I was watching Brett King’s enlightened video introducing his new book this morning, and I found myself nodding in agreement. Yes, the central value proposition of branches seems flawed.
But then I pulled up the mortgage refinance “information questionnaire” my loan broker recently sent me. See, I want to refinance my mortgage (I know, I should have done so months ago). When I looked at the questionnaire I realized there is more of a fix required than Brett spelled out in his video.
The problem is data — or to put it in a more colloquial sense, the problem is the pain-in-the-assness of data. This mortgage broker should not be asking me to fill out a questionnaire that wants me to write in, for example, my property’s specifications, my employment history, and a list of my liquid and reserve assets. Why? Not just because it is a pain in the ass, but because a) I am going to make mistakes and b) because he is opening the lender to fraud.
There should be a reliance on a centralized data repository. There is a movement for such a thing in health records; there needs to be such a movement in financial services.
This inability to rely on a centralized data repository for underwriting is a failure of many parties, including the lenders themselves, regulators, legislators, and even the existing credit bureaus.

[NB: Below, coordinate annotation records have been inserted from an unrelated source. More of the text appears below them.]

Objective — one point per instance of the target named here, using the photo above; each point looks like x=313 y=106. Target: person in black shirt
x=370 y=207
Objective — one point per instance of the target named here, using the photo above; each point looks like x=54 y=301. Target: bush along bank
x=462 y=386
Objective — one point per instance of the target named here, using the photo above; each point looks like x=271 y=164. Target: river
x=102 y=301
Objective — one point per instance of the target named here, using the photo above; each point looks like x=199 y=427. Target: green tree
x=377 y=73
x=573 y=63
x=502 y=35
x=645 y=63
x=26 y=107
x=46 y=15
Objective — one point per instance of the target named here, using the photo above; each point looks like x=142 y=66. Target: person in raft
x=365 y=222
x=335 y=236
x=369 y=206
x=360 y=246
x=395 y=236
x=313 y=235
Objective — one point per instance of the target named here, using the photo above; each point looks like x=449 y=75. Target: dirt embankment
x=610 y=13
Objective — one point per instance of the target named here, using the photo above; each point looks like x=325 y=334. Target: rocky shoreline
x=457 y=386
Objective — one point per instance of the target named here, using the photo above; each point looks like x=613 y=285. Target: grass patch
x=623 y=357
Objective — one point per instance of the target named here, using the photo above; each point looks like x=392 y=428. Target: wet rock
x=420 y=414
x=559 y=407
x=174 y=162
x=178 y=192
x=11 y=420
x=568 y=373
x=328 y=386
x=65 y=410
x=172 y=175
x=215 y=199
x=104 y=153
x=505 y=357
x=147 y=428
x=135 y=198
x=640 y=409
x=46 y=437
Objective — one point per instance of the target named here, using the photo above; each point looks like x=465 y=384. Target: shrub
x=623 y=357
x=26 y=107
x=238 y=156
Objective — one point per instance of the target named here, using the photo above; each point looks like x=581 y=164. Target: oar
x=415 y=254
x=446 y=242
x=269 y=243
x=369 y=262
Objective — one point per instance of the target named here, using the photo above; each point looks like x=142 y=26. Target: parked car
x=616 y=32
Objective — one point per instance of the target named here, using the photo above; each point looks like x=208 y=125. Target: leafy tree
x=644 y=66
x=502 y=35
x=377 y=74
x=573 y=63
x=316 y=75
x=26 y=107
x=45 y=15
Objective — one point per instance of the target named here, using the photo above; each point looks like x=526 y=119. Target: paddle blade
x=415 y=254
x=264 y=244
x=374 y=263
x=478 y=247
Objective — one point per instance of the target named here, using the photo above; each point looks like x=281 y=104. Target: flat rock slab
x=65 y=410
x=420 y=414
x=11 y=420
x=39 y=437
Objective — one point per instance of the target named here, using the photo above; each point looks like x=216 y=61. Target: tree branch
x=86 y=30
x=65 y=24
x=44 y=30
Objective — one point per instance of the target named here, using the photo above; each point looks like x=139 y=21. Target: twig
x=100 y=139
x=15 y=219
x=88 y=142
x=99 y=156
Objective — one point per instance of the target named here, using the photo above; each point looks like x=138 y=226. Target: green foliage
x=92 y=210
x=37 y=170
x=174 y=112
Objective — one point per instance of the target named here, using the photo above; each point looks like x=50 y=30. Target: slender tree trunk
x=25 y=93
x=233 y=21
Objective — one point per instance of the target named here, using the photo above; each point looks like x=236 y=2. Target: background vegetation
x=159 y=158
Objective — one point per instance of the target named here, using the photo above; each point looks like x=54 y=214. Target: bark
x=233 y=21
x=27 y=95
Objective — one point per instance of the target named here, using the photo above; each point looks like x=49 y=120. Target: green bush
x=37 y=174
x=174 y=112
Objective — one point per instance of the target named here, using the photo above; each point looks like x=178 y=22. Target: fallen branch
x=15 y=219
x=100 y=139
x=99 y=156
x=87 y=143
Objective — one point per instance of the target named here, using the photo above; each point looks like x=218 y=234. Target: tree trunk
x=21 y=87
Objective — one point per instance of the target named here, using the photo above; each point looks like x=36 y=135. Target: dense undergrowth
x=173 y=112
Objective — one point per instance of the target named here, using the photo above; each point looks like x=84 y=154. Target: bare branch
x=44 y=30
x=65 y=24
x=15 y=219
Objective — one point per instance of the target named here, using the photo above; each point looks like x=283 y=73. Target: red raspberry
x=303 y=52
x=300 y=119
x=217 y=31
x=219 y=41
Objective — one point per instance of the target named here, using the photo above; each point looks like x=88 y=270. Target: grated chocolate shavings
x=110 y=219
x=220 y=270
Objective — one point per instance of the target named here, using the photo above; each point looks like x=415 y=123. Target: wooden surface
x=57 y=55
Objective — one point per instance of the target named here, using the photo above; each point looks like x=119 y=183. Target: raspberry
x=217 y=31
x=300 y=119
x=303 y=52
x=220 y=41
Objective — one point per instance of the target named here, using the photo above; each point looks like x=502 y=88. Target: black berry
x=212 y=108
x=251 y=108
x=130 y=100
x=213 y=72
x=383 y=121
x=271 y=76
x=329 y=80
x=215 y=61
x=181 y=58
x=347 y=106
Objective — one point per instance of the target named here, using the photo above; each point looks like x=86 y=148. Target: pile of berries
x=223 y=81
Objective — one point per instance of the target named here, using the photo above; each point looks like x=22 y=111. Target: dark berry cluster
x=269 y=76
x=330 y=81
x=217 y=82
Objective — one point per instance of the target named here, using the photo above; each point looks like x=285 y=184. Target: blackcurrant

It is also a sad result of the credit crisis. Pre-credit crisis, the financial services sector in this nation was well on its way toward data-driven underwriting. No-doc loans, as you will recall, were being originated in my view not necessarily because lenders wanted to defraud borrowers or because lenders had little care for underwriting quality. In most cases, the opposite was true. No-doc loans were based on a belief in the data and in the automated underwriting. A financial tsunami swept away that noble notion with all the finger-pointing and claims of fraud and self-serving Wall Street financial engineering.
I think Brett will agree that the more accessible and high-quality the data, the better off will be the financial industry — and the more likely will his vision of mobile-centric Banking 3.0 be realized. This is not hard, folks. Most of the data is already available. My broker, for example, can easily find out where I work, what is the relative value of my property, and what is my payment history — without my need to fill out a form. Does he really need more than that to originate my refinance mortgage? If we want financial services to become more accessible and meaningful to consumers, we need to make it easier — and that doesn’t mean cutting corners on disclosure. It just means that we rely on data that has more integrity, rather than on data provided on a long-form, handwritten sheet by the borrower. Lenders should know this, regulators should embrace this, legislators should enact this.
Show of hands, who’s in favor of a National Electronic Financial Records?
(If you didn’t raise your hand, you shouldn’t be reading Bank Innovation.)